Maya Angelou, 90 anos: a recusa do espaço imposto aos negros na América. Leia trecho da nova autobiografia

Maya Angelou (1928-2014) foi cantora, atriz, dançarina, ativista, cineasta e escritora. É uma das vozes mais importantes da luta contra o preconceito racial nos EUA. Seus escritos, sobretudo sua poesia, a tornaram uma das figuras mais influentes da cultura americana no século 20. Este mês, Maya completaria 90 anos. A editora Rosa dos Tempos lança sua autobiografia, Mamãe & Eu & Mamãe, em que ela aborda a reconciliação com sua mãe e também como superou um trauma de infância.

Publicamos aqui um trecho da obra, cortesia da editora Rosa dos Tempos. Leia abaixo.


 

“Telefonei para a minha mãe. ‘Vou para Nova York e adoraria que você viesse me encontrar em Bakersfield ou Fresno. Queria ficar um pouquinho com você antes de deixar a Costa Oeste.’

Ela disse: ‘Oh, meu amor, eu também quero te ver, porque vou me aventurar no mar.’

‘Se aventurar onde?’

‘Eu vou me tornar marujo.’

Perguntei: ‘Por quê, Mãe?’ Ela tinha licença de agente imobiliária e havia sido enfermeira e era dona de um cassino e um hotel. ‘Por que você quer se aventurar no mar?’

‘Porque me disseram que nenhuma mulher pode participar do sindicato deles. Insinuaram que o sindicato com toda a certeza jamais aceitaria uma mulher negra. Eu disse: ‘Querem apostar?’ ou enfiar o pé na porta deles até o quadril e só tirar depois que todas as mulheres puderem entrar nesse sindicato, embarcar num navio e ir para o mar.’

Eu não tive dúvidas de que ela faria exatamente o que disse. Nós nos encontramos alguns dias depois em Fresno, na Califórnia, em um hotel que recentemente passara a permitir a entrada de negros. Eu e ela chegamos ao estacionamento quase ao mesmo tempo. Quando apanhei a minha mala, Mamãe disse: ‘Ponha isso no chão, ao lado do meu carro. Ponha aí. Agora venha.’

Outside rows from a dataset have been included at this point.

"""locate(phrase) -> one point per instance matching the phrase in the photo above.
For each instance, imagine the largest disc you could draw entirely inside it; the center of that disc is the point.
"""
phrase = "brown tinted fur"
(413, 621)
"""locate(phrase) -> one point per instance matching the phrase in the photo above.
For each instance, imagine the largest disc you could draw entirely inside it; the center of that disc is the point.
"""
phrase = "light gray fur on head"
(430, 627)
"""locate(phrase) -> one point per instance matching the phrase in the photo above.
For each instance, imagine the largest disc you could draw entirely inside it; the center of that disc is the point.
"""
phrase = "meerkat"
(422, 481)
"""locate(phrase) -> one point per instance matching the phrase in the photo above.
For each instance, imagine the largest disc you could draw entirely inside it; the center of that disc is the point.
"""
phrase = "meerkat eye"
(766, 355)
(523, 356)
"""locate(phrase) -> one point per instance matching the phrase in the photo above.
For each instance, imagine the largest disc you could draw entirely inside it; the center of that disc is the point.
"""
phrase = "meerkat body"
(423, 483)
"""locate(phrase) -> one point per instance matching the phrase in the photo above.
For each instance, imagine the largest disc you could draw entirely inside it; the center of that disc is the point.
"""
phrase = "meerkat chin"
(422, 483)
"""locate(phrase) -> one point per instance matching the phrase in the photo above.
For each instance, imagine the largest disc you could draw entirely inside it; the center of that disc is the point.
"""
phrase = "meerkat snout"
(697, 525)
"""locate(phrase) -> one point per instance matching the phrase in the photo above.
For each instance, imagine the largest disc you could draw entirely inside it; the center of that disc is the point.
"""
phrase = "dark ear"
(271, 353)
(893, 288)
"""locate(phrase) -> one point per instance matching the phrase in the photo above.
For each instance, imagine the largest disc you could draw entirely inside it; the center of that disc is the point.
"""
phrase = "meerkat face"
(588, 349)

Entramos no saguão. Mesmo naquele hotel, recentemente não segregado, as pessoas ficaram literalmente espantadas ao verem duas negras entrando. Minha mãe perguntou: ‘Onde está o carregador?’ Alguém caminhou até ela. Então, ela disse: ‘As minhas malas e a mala da minha filha estão lá fora ao lado do Dodge preto. Por favor, traga-as para cá.’ Eu a segui enquanto ela ia até o balcão e dizia ao recepcionista: ‘Sou a Sra. Jackson e esta é a minha filha, a Srta. Johnson. Temos duas reservas.’

O recepcionista olhou para nós como se fôssemos criaturas selvagens. Olhou para a agenda e descobriu que de fato tínhamos reserva. Minha mãe pegou as chaves que ele nos ofereceu e acompanhou o carregador com as malas até o elevador.

Lá em cima, paramos em frente a uma porta e ela disse: ‘Pode deixar minha bagagem aqui com a da minha pequena.’ Ela deu uma gorjeta ao homem.

Mamãe abriu sua mala e, no topo, sobre suas roupas, havia um revólver calibre 38. Ela disse: ‘Se eles não estivessem preparados para a integração racial, eu estaria preparada para lhes mostrar isso aqui. Meu amor, preparada para qualquer situação que você possa encontrar pela frente. Não faça nada que acredite ser errado. Faça simplesmente o que acha que é certo e depois esteja preparada para bancar sua decisão, ainda que seja com a sua própria vida. Tudo o que você disser deve ser dito duas vezes. Ou seja, uma vez você diz para si mesma e, em seguida, se prepara para dizê-lo nas escadarias da prefeitura e esperar vinte minutos até atrair uma multidão. Nunca faça isso para ser notícia. Faça para que todos saibam que o seu nome é sua garantia, e que você está sempre bancar o seu nome. Nem toda situação negativa pode ser resolvida com uma ameaça de violência. Confie em seu cérebro para encontrar a solução e, depois, tenha a coragem de segui-la.”